Dan Kitwood | Getty Images

The dollar fell broadly on Monday on hopes that a U.S.-led strike on Syria would not escalate, rekindling some appetite for stocks and other risky assets and spurred investors to reduce safe-haven holdings of the greenback.

Government data that showed a rebound in U.S. store sales in March failed to lift the dollar which has been pressured by concerns over a trade war between the United States and China, the world's two biggest economies.

"The action may be more limited than previously thought and that's helped market sentiment," said Eric Viloria, currency strategist at Wells Fargo Securities in Stamford, Connecticut, said of a missile strike against Syria.

The U.S., Britain and France said their bombing was aimed at three chemical weapons facilities in retaliation for a suspected poison gas attack in Douma by the Assad regime. For now, the three Western nations signaled there will be no more strikes.

"The military strikes were well telegraphed and we are seeing a continuation in the broad market theme from last week of a weaker dollar and favorable conditions for risk taking," said Credit Agricole currency strategist Manuel Oliveri in London.

The MSCI world equity index, which tracks shares in 45 nations, rose 0.18 percent, to 511.45.

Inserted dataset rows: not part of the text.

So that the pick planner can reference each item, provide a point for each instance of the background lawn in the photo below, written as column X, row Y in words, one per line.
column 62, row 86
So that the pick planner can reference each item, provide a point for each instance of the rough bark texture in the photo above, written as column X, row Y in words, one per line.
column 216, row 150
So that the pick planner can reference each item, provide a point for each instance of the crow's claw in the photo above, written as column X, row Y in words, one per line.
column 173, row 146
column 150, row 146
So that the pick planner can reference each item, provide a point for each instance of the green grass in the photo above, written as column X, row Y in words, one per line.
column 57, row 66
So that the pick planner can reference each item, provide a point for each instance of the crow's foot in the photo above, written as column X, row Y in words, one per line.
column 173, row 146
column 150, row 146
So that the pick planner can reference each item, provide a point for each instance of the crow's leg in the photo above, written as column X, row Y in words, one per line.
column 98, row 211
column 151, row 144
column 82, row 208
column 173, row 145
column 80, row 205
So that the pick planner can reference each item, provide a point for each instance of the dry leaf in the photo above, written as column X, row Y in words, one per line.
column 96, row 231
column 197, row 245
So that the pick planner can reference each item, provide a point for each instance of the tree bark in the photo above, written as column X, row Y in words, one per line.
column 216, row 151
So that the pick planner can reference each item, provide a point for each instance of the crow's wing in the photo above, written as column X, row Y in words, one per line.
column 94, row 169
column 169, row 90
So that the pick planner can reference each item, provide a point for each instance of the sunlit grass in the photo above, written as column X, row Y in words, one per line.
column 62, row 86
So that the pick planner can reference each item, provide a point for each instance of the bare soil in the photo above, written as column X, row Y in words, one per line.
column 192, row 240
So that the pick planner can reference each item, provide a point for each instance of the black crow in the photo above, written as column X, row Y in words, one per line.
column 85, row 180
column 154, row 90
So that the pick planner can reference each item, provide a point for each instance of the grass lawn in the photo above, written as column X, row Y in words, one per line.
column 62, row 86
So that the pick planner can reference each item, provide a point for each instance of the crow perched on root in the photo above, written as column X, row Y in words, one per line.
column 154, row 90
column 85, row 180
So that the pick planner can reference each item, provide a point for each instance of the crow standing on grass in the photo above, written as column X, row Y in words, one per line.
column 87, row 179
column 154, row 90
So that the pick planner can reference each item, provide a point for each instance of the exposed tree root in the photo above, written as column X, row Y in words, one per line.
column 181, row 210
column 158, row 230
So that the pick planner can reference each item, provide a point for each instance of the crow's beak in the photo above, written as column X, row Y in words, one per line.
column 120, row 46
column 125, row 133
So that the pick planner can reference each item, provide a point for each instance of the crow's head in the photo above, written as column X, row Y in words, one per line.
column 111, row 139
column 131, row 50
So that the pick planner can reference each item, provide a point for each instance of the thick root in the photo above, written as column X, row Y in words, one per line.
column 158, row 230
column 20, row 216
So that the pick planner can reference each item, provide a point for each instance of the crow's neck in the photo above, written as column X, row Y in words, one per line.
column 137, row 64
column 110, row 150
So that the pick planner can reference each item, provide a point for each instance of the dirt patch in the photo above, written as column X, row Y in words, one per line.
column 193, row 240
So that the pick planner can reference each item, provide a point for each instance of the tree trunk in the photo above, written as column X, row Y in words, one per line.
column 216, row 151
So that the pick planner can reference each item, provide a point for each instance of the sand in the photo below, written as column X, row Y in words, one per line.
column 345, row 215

An index that tracks the dollar against a basket of six currencies fell 0.39 percent, to 89.45. The dollar index hit a two-week low of 89.355 last week.

Despite widening interest rate differentials in its favor and the widest yield gap between two-year U.S. and German debt for nearly three decades, the dollar's performance in recent months has been closely correlated to swings in risk appetite. That is because although the U.S. central bank has kept on track in raising interest rates, broader financial conditions remained loose.

"In any case, we continue to expect healthy economic growth and positive returns for risky assets, so the dollars flight-to-quality attributes should not be a central driver for the time being," Goldman Sachs strategists Zach Pandl and Lorenzo Incoronato wrote in a research note.

In a wider measure of dollar positioning that includes net contracts on the New Zealand dollar, Mexican peso, Brazilian real and Russian rouble, the greenback posted its biggest net short position since August 2011.

The U.S. Treasury semi-annual report released late Friday did not jolt the currency markets, with the Trump administration again refraining from naming any major trading partners as currency manipulators as it pursues potential tariffs and negotiations to try to cut a massive trade deficit with China.

Many major currencies were stuck in narrow ranges, with the euro starting the week up 0.37 percent at $1.2375, a level around which it had traded all last week.

Sterling was an exception. It gained 0.67 percent at $1.4335 line as investors focused on data that could help shore up expectations of a May interest rate hike.